Jacob wins back a bit of favour with Simon by bringing him (and others) in on an escape plan. And loses some of it again by not giving him any details of the plan, right up until Simon is abruptly put on a bus to another jail at Porkunnam. They start to distrust him: maybe he’s all talk.

But he does have a plan. He removes the water cistern (a large tub) in the cell’s toilet area, breaks through the concrete underneath it, and starts tunnelling. And tunnelling (with a little help from his friends). He and those in on the bid carefully regulate who comes into the cell, and those who can’t be trusted and must be quickly removed. Amongst those in on the deal are Girijan (Sinoj Varghese) who feigns madness, Devassy (Chemban Vihod Jose), an incorrigible thief, two brothers on serious marijuana charges, another young man from Bengal… and Simon, who returns just as the job is virtually done. Oh, and amongst those who are kept on the outside is Uduyan, a very late draftee into their cell who is sure the they are planning an escape – and is intent on making sure it isn’t successful.

The escape itself is planned meticulously… but then doesn’t quite go to plan – a round of the prison by the ubiquitous Prabhu just after 3.00am (who clearly doesn’t trust his night shift staff to do their duty) discovering the men missing from their cell. The night is far from over.

Now, I’m not totally conversant with the Indian prison system, but several times while awaiting trial Jacob is obliged to receive visits from an ‘advocate’ for the victim of the 35m rupees theft, Appachan, seeking to find out firstly where Charlie might be hiding out, maybe where the money is… and then overtly threatening him. There is a cosy relationship between Prabhu and Appachan, who is able to have two thugs transferred into Jacob’s cell (apparently in order to torture him and extract the same information) on the night of the escape. They’re practices I’m not familiar with.
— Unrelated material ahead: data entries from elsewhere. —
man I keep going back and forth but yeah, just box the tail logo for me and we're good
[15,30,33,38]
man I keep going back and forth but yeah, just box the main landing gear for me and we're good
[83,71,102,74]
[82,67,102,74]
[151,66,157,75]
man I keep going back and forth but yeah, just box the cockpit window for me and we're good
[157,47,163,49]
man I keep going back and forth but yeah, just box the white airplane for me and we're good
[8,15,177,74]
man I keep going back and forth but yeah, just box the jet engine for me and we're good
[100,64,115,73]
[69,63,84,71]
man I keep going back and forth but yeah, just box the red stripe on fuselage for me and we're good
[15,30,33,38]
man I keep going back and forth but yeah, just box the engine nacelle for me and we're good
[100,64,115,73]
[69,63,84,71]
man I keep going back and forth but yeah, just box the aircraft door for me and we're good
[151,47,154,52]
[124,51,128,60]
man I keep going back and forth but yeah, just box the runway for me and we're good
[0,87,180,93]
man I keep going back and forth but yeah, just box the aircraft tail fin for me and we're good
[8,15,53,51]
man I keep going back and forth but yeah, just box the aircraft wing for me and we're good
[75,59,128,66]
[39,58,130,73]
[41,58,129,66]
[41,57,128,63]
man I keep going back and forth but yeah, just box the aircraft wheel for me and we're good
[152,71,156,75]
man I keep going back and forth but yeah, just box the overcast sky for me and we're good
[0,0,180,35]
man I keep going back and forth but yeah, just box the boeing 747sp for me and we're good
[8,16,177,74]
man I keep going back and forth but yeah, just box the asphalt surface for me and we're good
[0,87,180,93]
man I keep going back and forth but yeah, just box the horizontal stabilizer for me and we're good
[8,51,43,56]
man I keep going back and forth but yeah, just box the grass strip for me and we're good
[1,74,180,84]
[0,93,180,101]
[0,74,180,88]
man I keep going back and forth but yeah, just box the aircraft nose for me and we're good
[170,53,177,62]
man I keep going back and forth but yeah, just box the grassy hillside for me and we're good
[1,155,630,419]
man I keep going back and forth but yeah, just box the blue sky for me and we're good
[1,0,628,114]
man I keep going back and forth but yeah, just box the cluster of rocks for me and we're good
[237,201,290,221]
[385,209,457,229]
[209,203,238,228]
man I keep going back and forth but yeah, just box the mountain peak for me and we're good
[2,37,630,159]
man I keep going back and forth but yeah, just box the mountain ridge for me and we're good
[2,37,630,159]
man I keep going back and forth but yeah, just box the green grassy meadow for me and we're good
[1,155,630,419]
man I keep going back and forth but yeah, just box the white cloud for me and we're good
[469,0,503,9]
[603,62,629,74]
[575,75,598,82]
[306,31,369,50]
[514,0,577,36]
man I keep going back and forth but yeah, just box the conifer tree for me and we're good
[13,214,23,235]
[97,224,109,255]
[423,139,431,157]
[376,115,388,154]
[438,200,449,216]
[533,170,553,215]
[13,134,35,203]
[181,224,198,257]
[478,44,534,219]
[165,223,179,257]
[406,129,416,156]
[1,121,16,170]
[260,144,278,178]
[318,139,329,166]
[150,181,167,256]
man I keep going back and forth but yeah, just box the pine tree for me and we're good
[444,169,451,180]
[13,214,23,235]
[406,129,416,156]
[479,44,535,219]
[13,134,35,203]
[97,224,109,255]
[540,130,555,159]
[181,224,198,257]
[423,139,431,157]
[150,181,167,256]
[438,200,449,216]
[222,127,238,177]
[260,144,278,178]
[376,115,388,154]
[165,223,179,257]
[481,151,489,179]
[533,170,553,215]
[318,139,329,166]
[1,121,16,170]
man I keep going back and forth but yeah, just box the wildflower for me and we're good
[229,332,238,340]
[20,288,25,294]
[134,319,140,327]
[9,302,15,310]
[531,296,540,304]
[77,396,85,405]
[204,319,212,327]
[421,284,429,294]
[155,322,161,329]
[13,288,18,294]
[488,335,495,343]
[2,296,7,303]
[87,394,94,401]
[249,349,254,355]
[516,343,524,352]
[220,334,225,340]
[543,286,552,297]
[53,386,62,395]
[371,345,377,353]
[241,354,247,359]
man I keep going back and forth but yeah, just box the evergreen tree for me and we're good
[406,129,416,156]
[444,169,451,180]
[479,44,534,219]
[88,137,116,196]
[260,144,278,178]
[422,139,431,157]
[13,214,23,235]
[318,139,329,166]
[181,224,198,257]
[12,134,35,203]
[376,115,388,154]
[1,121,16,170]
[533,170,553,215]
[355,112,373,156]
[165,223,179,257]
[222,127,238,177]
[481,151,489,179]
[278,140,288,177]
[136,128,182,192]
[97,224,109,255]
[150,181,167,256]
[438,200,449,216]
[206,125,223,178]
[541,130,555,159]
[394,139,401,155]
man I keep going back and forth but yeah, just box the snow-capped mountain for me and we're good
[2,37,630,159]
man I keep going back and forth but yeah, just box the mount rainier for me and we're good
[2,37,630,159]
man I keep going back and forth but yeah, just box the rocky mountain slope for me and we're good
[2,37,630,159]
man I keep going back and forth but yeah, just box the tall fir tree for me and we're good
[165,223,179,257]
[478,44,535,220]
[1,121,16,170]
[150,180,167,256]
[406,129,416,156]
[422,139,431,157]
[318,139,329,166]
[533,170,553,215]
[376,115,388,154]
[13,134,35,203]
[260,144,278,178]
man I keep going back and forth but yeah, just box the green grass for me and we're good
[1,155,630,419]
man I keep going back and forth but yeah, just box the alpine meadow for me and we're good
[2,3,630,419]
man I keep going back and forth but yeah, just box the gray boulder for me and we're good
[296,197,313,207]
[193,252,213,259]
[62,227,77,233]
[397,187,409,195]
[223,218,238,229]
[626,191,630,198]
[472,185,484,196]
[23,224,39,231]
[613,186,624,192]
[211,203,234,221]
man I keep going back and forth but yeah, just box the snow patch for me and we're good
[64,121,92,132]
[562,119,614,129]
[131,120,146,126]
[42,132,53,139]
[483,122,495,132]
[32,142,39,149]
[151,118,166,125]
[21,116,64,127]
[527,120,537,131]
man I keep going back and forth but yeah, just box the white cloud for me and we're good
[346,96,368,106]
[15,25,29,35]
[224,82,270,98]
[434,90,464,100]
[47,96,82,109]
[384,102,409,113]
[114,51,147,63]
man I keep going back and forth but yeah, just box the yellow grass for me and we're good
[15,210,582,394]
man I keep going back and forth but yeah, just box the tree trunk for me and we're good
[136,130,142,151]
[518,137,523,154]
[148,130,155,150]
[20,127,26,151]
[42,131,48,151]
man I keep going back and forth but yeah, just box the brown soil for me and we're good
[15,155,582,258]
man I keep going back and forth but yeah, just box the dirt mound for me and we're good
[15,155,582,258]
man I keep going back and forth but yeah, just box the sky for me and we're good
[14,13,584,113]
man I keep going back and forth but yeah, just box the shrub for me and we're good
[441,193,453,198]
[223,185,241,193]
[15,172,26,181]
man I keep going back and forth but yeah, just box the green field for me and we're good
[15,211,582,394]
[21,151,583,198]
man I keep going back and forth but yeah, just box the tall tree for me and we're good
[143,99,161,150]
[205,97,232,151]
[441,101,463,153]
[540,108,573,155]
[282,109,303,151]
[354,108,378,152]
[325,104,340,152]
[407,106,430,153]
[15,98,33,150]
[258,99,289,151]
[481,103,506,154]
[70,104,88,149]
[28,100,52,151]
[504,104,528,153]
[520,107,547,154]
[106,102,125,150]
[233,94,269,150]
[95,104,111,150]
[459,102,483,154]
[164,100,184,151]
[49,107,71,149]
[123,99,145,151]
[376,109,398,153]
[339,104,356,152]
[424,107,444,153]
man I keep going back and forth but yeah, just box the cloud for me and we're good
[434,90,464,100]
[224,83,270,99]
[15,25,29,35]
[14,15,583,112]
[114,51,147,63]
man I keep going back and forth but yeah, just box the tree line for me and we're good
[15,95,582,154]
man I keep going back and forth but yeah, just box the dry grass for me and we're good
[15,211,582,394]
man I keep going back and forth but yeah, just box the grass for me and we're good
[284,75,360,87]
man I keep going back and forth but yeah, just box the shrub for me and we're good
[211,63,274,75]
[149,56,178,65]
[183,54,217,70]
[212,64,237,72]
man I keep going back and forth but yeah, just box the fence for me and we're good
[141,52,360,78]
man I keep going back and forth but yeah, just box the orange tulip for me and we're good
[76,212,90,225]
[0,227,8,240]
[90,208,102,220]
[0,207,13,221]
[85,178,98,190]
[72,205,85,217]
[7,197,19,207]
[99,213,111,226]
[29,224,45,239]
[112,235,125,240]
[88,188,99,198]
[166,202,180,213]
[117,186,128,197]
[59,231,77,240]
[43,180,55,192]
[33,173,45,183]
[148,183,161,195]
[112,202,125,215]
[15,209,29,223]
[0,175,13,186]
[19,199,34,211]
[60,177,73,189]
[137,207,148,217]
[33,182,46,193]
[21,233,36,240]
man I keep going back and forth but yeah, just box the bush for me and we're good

The escape is a good one. The manoeuvring to have prisoners moved in and out of the cell, and to get other things in place ahead of the bid, are a delight. And particular credit needs to go to the Kottayam sewerage system, which shows itself capable of taking several tonnes of earth without seizing up; goodness knows how they got rid of the rest of the rubble.

One final note. This is a Malayalam-language film, and maybe as a result it has only one musical interlude. In a gritty escape action thriller, that is to be welcomed.

 

 

 

You can view it on Netflix.

Posted on April 15th, 2020 at 10:03 pm. Updated on April 15th, 2020 at 10:03 pm.